Step by Step What Happens

  1. The function receives the main array.

  2. It loops through each element.

  3. If the element is an array, it calls itself again.

  4. If it is a number, it pushes it into the result.

  5. It keeps repeating until no nested arrays remain.

The key thinking is not about syntax.
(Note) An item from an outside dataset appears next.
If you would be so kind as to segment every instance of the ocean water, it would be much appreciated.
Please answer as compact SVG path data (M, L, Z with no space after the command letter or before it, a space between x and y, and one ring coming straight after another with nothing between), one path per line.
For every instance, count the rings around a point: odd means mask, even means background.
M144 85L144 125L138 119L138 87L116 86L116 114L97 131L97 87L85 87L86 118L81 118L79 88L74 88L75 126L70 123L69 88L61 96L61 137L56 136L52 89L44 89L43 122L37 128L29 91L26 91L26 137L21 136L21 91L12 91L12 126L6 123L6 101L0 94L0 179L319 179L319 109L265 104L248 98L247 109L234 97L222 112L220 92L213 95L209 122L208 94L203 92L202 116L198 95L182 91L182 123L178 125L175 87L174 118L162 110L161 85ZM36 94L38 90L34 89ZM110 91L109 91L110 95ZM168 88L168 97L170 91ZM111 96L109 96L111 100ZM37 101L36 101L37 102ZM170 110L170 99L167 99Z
It is about identifying when to repeat the same logic.


Approach 3: Using reduce()

Another common interview approach uses reduce().
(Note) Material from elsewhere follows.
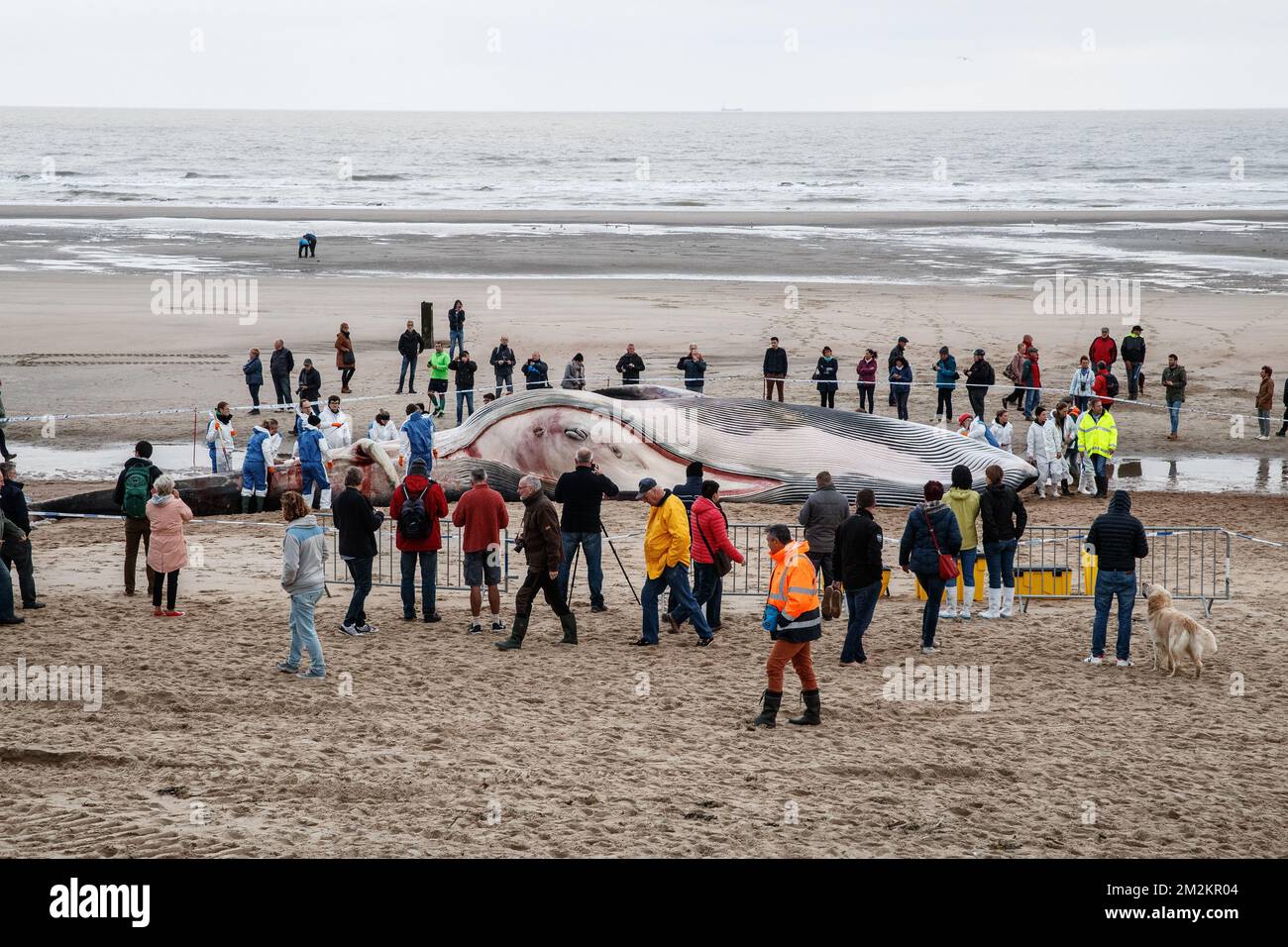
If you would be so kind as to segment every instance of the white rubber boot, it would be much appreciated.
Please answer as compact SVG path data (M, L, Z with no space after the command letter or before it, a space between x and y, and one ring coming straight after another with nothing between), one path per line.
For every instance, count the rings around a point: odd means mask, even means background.
M957 617L957 586L949 585L944 589L944 600L939 604L940 618Z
function flattenArray(arr) {
  return arr.reduce((accumulator, current) => {
    if (Array.isArray(current)) {
      return accumulator.concat(flattenArray(current));
    } else {
      return accumulator.concat(current);
    }
  }, []);
}

const data = [1, [2, [3, 4], 5], 6];
console.log(flattenArray(data));

Here is the reasoning:

  • Start with an empty array

  • For every element:

    • If it is an array, flatten it and merge

    • If it is a value, just merge it

This solution works for unlimited nesting depth.


Flattening Only One Level Manually

If the array is nested only one level, the logic can be simpler.

const numbers = [1, 2, [3, 4], 5];
const result = [];

for (let item of numbers) {
  if (Array.isArray(item)) {
    for (let value of item) {
      result.push(value);
    }
  } else {
    result.push(item);
  }
}

console.log(result);

This works only for one level because it does not handle nested arrays inside nested arrays.

The important lesson is recognizing limitations of your solution.


More Practice Example

Flatten this array:

const mixed = [1, ["a", ["b", "c"]], 2, [3]];

Expected output:

[1, "a", "b", "c", 2, 3]

When you look at this, your brain should automatically think:

  • Check each item

  • If it is an array, open it

  • Repeat the process

That structured thinking is more important than memorizing code.


Common Interview Variations

Interviewers may modify the problem slightly:

Flatten up to a specific depth:

flatten([1, [2, [3]]], 1)

Expected output:

[1, 2, [3]]

Or:

Flatten and remove duplicates:

[1, [2, 2], [3, [1]]]

Expected output:

[1, 2, 3]

These variations test whether you understand the structure deeply rather than relying on a built-in method.


Key Ideas to Remember

When facing nested array problems:

  • Always define the expected output clearly

  • Identify whether each element is an array

  • Decide what to do for arrays and non-arrays

  • Think in terms of repeating logic

The core rule is simple:

If it is an array, process it again.
If it is not, store it.

That mental model makes flattening natural rather than complicated.


Final Understanding

Nested arrays contain arrays within arrays. Flattening transforms them into a single-level structure.

You can flatten arrays using:

  • The built-in flat() method

  • Recursion with loops

  • Recursion with reduce()

More importantly, flattening teaches structured thinking about nested data. Once you understand the logic behind it, you can apply the same approach to trees, JSON structures, and many other real-world problems in JavaScript.